Point taken but the oil example isn't the best example on imports as we have since about 2010 really dropped imports with Obama's "All of the above" energy strategy which included opening the Arctic to drilling twice. Here is an example article on the subject: ...U.S. Exports More Petroleum Than It Imports In September and October
https://www.forbes.com/sites/arielcohen/2019/11/26/making-hi...
nine_zeros|5 years ago
If USD devalues too much (but is still reserve currency), other countries will become richer aka, they can buy more dollars for fewer of their own fiats. Which means they can import more oil by converting more and more of their fiat to dollars. Which means demand for oil internationally will go up while supply remains about the same, causing price of oil to go up, regardless of where it is produced.
If USD devalues and other countries decide to abandon the dollar for trade in favor of say Oil-coin, US will lose access to international oil until it "earns" oil-coin somehow. How does America earn oil-coin? By exporting something. Since America can produce so much oil, the producers will try to export oil for oil-coin. Which means increased global demand and thus rising prices again.
US could shut down all exports of oil and only use it domestically and shun oil-coin entirely. But this means that
a. US can't import other things because of lack of oil-coin.
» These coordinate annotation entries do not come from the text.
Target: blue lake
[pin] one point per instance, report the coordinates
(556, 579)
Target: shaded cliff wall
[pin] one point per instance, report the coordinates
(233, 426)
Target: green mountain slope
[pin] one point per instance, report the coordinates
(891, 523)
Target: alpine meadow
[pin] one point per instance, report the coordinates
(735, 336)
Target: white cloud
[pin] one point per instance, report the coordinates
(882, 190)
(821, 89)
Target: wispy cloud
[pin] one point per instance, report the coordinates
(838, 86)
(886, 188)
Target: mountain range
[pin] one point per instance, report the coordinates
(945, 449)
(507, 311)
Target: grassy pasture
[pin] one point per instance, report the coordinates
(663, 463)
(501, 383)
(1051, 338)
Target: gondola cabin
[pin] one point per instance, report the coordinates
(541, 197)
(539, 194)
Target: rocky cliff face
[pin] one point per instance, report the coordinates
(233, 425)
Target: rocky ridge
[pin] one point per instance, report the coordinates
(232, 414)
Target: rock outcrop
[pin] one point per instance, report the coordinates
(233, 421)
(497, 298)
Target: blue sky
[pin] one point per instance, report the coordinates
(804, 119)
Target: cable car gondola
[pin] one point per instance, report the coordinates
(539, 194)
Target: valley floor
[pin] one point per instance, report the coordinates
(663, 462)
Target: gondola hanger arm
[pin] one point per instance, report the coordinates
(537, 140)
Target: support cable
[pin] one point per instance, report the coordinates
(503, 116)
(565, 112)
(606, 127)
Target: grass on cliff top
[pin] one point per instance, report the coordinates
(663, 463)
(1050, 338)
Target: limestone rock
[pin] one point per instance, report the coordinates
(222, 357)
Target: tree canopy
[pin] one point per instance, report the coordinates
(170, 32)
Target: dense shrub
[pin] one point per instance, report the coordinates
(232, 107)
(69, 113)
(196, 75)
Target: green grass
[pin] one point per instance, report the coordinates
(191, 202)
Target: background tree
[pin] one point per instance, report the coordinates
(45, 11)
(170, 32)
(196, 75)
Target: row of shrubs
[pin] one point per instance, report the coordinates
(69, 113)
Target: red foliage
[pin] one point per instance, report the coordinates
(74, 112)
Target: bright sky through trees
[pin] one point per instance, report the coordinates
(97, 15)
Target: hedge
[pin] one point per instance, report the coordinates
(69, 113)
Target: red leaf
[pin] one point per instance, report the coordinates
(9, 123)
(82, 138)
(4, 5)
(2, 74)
So we will suddenly have severe shortages. Oh a bad disease in one year caused all potatoes in America to die? Tough luck sustaining all the food processing and chips companies. They can't do a stop gap import potatoes since we don't have any oil-coin. You can expand this experiment to all kinds of things such as stent-valves, rubber for tires, coffee. Our rich lives are truly there because other countries are working for it.
b. US energy supplies will be limited by domestic production and domestic supply and demand characteristics. Oh, we have such a great economic boom that increased oil demand but a few oil wells are down for repairs a few quarters? Boom, spike in oil prices again despite being self-sufficient. Another recession beckons since industries can't function with such high oil prices.
This globalization thing is not very simple. It may have caused a lot of grief, but it's also a very good distributed system that's preventing us from going back to shortages like medieval times. We're not dying just because there's a 2-3 year span of famine any longer because there's always somewhere else to get it from.